Дашура подумала: «Ой, ей! Эти развалюхи года три назад тут еще, в Осетровке, на нем видела».
Тем временем Бронислав Вадимыч переобулся, повесил на гвоздик у входа шуршащую куртку и суконную кепку.
— Чаю хотите? — спросила Дашура, подхватывая со стола самовар. — Мне недолго подогреть, не стесняйтесь.
Пропуская мимо себя Дашуру, Бронислав Вадимыч оглядел ее с головы до ног.
— А ты, Дашура… как бы точнее высказаться… еще располагательнее стала!
— И вам не совестно? — Дашура прибавила шаг. — Слышать не могу, когда говорят… разные глупости.

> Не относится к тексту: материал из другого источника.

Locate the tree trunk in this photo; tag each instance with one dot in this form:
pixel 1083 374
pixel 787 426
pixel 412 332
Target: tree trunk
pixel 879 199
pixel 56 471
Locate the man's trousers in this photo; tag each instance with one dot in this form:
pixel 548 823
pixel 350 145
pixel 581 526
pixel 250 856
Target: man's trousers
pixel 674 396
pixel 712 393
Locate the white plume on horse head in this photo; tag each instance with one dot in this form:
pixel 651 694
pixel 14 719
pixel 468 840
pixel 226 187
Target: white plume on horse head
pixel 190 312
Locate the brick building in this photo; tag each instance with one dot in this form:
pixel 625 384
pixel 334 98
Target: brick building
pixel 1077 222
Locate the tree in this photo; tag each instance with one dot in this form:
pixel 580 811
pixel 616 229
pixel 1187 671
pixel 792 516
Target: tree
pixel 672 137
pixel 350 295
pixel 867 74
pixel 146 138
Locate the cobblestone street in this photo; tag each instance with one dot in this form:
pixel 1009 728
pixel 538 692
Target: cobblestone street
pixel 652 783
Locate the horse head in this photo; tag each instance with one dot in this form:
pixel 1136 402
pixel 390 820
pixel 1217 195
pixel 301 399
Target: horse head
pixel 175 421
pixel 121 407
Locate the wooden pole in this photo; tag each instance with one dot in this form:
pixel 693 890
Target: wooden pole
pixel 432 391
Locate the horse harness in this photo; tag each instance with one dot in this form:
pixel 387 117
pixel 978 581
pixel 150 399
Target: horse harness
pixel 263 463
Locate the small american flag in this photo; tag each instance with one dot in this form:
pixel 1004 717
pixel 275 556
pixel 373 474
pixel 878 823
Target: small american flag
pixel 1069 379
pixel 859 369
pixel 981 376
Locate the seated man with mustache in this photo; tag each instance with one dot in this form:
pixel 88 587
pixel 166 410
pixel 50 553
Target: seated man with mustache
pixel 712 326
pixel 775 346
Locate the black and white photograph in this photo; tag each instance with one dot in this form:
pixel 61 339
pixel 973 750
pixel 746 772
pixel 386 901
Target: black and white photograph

— А я от души! — Бронислав Вадимыч скользнул воровато взглядом по ее оголенным до локтей рукам, необыкновенной белизны рукам, плотно обтянутой тонким ситчиком спине, девичьей талии, бедрам. — Промежду прочим, от горячего чайку не откажусь.
И он прошел к столу, поглаживая ладонью розовую — во всю голову — лысину.
«Считала — никогда и носа теперь сюда не покажет, а он — нате вам — заявился груздем! — думала Дашура, отчаянно тяпая тупым тяжелым косарем по сухому сосновому полешку. — В Осетровке и по сей час страха того не забыли… Всей той жуткой истории, которая осенью в саду у Киршиных произошла».
В самоварной трубе уже гудело азартно пламя, а Дашура все еще сидела на корточках перед печью и щепала, щепала лучину — звонкую, смолкую.
«Неужель опять будет свататься? — спрашивала она себя. — Я же зимой ему отрубила: нет, нет и нет! За детишками поухаживала, когда беда стряслась, цельных два месяца нянчилась с несмышленышами, а в жены… в жены пусть поищет себе другую».